As Rosenstein responded to Cruz’s questions about Horowitz and Robert Mueller’s special counsel appointment, the senator continued to blast him because “all of this was allowed to go forward under your leadership.”

“That unfortunately leads to only two possible conclusions,” Cruz said. “Either you were complicit in the wrongdoing — which I don’t believe is the case — or that your performance of your duties was grossly negligent.”

This latest in a long series of efforts to discredit Mueller and McCabe suggests a real plan, to my way of thinking, and so does the treatment of Burr—as if Barr hadn't meant to prosecute him as much as to take him away from his chairmanship—he's replaced by born-again Trump loyalist Marco Rubio, and DNI Coats, after a long crazy interregnum, by one of Devin Nunes's clowns on House Judiciary, John Ratcliffe (Republican senators rejected him as unqualified in July 2019, but changed their minds last month).

Can these maneuvers stop the report from coming out, or delay it until after the election? It's just possible that Burr and Warner had a plan of their own, hinted at in the statement they released two weeks ago:
In addition to submitting the full, classified report, and in order to help facilitate the Intelligence Community’s review, we have also submitted what we assess to be a properly redacted, unclassified version of the report, totaling nearly 1,000 pages. It is our hope that ODNI can expeditiously review these documents so that the Committee can consider, vote on, and release the report as soon as possible.
Sadly, this is where @BlakesMustache drives his argument off the rails, if I remember right, suggesting that Warner might release that redacted report without permission from the intelligence community by reading it into the Congressional Record. I'm afraid he may have taken the "unclassified" too literally—it's intended by the senators to be unclassified, but only Ratcliffe can decide whether it is or not, officially.

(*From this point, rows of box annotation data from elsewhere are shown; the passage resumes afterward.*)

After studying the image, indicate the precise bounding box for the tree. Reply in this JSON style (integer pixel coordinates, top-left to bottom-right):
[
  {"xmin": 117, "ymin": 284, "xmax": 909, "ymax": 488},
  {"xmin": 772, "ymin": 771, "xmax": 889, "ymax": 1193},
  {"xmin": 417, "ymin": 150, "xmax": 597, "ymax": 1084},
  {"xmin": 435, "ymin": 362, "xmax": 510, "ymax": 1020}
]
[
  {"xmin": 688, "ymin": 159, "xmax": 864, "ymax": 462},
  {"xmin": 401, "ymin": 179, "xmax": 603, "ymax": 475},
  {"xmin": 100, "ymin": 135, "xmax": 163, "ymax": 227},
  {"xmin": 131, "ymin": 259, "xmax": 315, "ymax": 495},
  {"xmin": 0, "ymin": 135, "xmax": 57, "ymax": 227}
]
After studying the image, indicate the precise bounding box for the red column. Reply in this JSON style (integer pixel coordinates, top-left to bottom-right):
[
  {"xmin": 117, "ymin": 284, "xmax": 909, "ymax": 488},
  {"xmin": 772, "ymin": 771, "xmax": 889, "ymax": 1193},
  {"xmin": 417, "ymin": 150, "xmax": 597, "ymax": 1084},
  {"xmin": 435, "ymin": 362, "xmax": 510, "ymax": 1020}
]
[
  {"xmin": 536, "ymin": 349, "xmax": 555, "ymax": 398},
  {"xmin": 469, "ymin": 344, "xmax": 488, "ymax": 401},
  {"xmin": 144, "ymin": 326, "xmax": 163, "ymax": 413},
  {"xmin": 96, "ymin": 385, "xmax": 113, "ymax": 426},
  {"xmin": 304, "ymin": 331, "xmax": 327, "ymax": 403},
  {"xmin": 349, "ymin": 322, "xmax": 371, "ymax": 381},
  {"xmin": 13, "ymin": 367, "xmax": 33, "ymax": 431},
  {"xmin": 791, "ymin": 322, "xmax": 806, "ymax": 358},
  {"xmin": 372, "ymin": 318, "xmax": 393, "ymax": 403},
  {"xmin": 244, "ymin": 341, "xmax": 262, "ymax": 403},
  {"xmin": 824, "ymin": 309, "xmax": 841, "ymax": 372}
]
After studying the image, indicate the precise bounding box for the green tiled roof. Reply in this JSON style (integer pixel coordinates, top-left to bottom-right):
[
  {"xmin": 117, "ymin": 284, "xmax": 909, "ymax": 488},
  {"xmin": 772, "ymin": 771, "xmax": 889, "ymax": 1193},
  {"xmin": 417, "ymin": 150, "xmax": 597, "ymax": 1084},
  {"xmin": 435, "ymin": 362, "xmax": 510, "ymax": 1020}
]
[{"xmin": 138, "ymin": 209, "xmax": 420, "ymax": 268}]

Ratcliffe, at his confirmation hearing, "affirmed his commitment as DNI to an expeditious review of the committee's report", so at best that premonitorily unclassified report will help him get it done faster, but Warner isn't going to go rogue and do it himself.

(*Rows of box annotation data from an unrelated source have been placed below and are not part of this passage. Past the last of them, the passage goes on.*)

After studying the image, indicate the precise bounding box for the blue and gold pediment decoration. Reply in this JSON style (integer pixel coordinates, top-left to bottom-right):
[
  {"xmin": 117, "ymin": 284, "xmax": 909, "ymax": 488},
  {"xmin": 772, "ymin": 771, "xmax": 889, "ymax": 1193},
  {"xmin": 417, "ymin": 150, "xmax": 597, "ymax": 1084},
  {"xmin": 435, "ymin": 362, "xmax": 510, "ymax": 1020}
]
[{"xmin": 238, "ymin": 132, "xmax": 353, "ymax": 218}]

It could be, though, that the Barr plan is a little more subtle than that—he may feel he can't escape letting it go sooner or later, and prefer to produce it relatively sooner, as he did with the Mueller report itself, or the Zelenskyy transcript, and be mostly hoping to delay it just for a month or so while he poisons the atmosphere (with which Rubio as well as Graham can no doubt help). And the Republicans in general may be underestimating how damaging the new stuff is, as they've done repeatedly of late, as in the recent unmasking kerfuffle. I'm going to hope to see them soon.